The underlying mechanism by which KRAS-mediated resistance to ionizing radiation occurs is poorly
understood, but has been proposed to be mediated via a cell-autonomous signaling mechanism. Using
genetically engineered mouse models of primary soft tissue sarcomas, my preliminary data demonstrate that
Kras-mutant tumors respond poorly to radiation compared to Kras wild-type tumors in an immune system-
dependent manner. To understand the role of myeloid cells in the radiation response of Kras-mutant tumors, I
will apply Cre-LoxP technology to generate Kras-mutant and Kras-wild type tumors while manipulating specific
subsets of myeloid cells.
The long-term goal of this project is to elucidate and harness mechanisms of radiation resistance to enhance
the efficacy of radiation therapy in the clinic. The primary objective of this project is to dissect the role of
immune cells in the radiation response of Kras-driven tumors by genetically manipulating myeloid cells. By
improving our understanding of the role of Kras mutations in the immune response to radiation therapy, a
critical mechanism of radiation resistance will be defined.
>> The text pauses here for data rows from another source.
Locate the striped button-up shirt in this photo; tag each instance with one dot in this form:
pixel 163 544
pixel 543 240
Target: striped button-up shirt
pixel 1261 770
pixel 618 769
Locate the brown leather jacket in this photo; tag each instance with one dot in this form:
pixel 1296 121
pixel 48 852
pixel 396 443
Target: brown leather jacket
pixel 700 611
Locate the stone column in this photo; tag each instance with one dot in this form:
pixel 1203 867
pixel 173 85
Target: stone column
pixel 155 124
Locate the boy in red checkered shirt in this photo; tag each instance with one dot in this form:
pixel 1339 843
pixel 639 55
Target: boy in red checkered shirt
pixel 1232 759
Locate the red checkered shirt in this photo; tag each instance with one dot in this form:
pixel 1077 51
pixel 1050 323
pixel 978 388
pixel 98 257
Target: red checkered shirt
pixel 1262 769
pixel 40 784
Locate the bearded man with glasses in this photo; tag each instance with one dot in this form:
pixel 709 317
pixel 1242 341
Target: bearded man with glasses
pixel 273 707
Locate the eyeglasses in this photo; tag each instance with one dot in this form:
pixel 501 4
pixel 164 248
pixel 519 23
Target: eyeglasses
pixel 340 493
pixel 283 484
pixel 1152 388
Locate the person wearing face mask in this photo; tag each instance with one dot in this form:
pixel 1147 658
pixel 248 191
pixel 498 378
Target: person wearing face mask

Evaluating the role of the immune system in the
radiation response of primary cancers will help determine the viability of targeting the immune system to
improve the efficacy of radiation therapy in the clinic.

## Key facts

- **NIH application ID:** 9982234
- **Project number:** 5F30CA221268-04
- **Recipient organization:** DUKE UNIVERSITY
- **Principal Investigator:** Amy Jordan Wisdom
- **Activity code:** F30 (R01, R21, SBIR, etc.)
- **Funding institute:** NIH
- **Fiscal year:** 2020
- **Award amount:** $46,300
- **Award type:** 5
- **Project period:** 2017-07-01 → 2021-04-30

## Primary source

NIH RePORTER: https://reporter.nih.gov/project-details/9982234

## Citation

> US National Institutes of Health, RePORTER application 9982234, Dissecting the role of the immune system in the radiation response of Kras-mutant tumors (5F30CA221268-04). Retrieved via AI Analytics 2026-05-24 from https://api.ai-analytics.org/grant/nih/9982234. Licensed CC0.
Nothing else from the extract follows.